‘Big Data are huge volumes of data of very different heterogeneity, origin, quality and size – and it’s exactly these characteristics that pose a big challenge for evaluation, analysis and calculation because we are better versed at handling more uniformly structured data.’
Asked to about the term Big Data he pointed out that there are many examples, including human genome data, data in hospital information systems, cancer registers, clinical studies, medical sensor data, image data, acoustic data and ultrasound data, as well as medical publications. ‘We are now trying to intelligently link these data sources to facilitate conclusions that can advance our medical research and therefore the treatment of diseases.’
‘For example, the success rate of radio- and chemotherapy in cancer treatment is below 25%, meaning 75% of patients undergo agonising treatment for nothing. If the likelihood of determining the effectiveness of treatment based on findings of a patient’s respective genetic or molecular structure was higher, we could exclude certain types of treatment right from the start because they are not appropriate, and we could spare the patient this torturous treatment. Previously this required analyses that could sometimes take several months. Now, with the In-Memory-Technology, which we developed together with SAP, we can reduce the time these evaluations take to mere seconds.
‘The first product based on this technology is the SAP HANA Database. This type of database is ten thousand times faster than traditional ones. Why? The RAM of computers is becoming ever cheaper, and new computer architecture is now possible with huge RAMs. Entire databases can be stored in the RAM, meaning that data can be analysed immediately without time intensive transport of data from external data storage. This means the factor can be calculated ten thousand times faster and data from very different sources can be linked in real time.’
Are those data sets to be analysed actually Big Data?
‘Yes, we can now access these different “pots” of data stored in different silos and look for connections with the help of modern procedures, such as ‘Deep Machine Learning’ and neuronal networks, or respectively we can detect presumed links. This can lead to the discovery of connections that we hadn’t even imagined. It also means we are turning our backs on the natural scientific principle, i.e. the establishing of a theory and proving it with experiments. Now we throw large amounts of data into a pot and leave it to high performance computers to look for patterns and connections, often with surprising results. For example, if the analysis shows that many people suffering a certain illness benefit from one particular medication out of a number of comparable drugs, then a doctor can most probably help his patient by prescribing this medication – even though he may not understand exactly why.’

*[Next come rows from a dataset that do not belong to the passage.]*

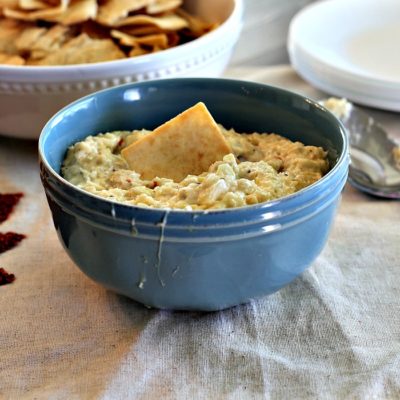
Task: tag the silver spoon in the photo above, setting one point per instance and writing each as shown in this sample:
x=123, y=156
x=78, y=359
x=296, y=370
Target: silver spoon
x=375, y=162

Could texts and images be correlated in the context of Big Data Analyses?
‘This seems possible indeed; Ii is about attempting to bring images and texts together, i.e. mechanical recognition of semantics. Texts are now quite easy to understand, but how can I detect something in a video? You can describe the video with text, but we are looking for procedures that automatically recognise what happens in a video at what point in time, to make retrieval of this information possible at a later stage.’
If this goes well, where will we be with Big Data in five years’ time? What will we be able to find out then which we can’t do now?
‘We will certainly know a lot more about the structural design of humans, i.e. gene analysis, protein analysis, molecular analysis, and also about processes in the body, what triggers what and how. This will result in improved opportunities to diagnose individual constitutions and in more appropriate treatment of diseases, i.e. personalised medicine. However, this will also require quite large financial investments. For the pharmaceutical industry this means the development of individualised medications, which will revolutionise the industry - bearing in mind that the strategy, so far, has been all about developing blockbuster drugs that help as many people as possible.
‘This is a key topic. Data obviously has to be protected, particularly where it is possible to draw conclusions as to personal information. However, neither the German data protection law, nor the proposed European data protection regulation, meet the level of data protection required in the age of Big Data. Historically, the philosophical principle has been one of thriftiness with data. However, if we say that Big Data is the shape of the future this will be at odds with the principle of data thriftiness.
‘Additionally, there is the issue that data collection is only allowed for a previously defined, specific purpose, which may be even more problematic because it contradicts the Big Data approach where we initially just have a look and see what we can find, and then make the best of it without prior knowledge of the purpose. Therefore, we need at least the opportunity for special dispensation within the law to account for this, and the definition of a procedure on how to achieve special dispensation - otherwise Europe will turn into a digital colony.’
A maths and computer sciences graduate from Humboldt University, Berlin, Christoph Meinel is president and CEO of the Hasso-Plattner-Institute, and professor for Internet Technologies and Systems at the University of Potsdam (Germany). He is a member of acatech, the national German academy of science and engineering, Chairman of the German IPv6 council, and of HPI-Stanford Design Thinking Research Programme. He heads the steering committee of HPI Future SOC Lab, and serves on various advisory boards, e.g. SAP. His research focuses on IT and systems, and Design Thinking research.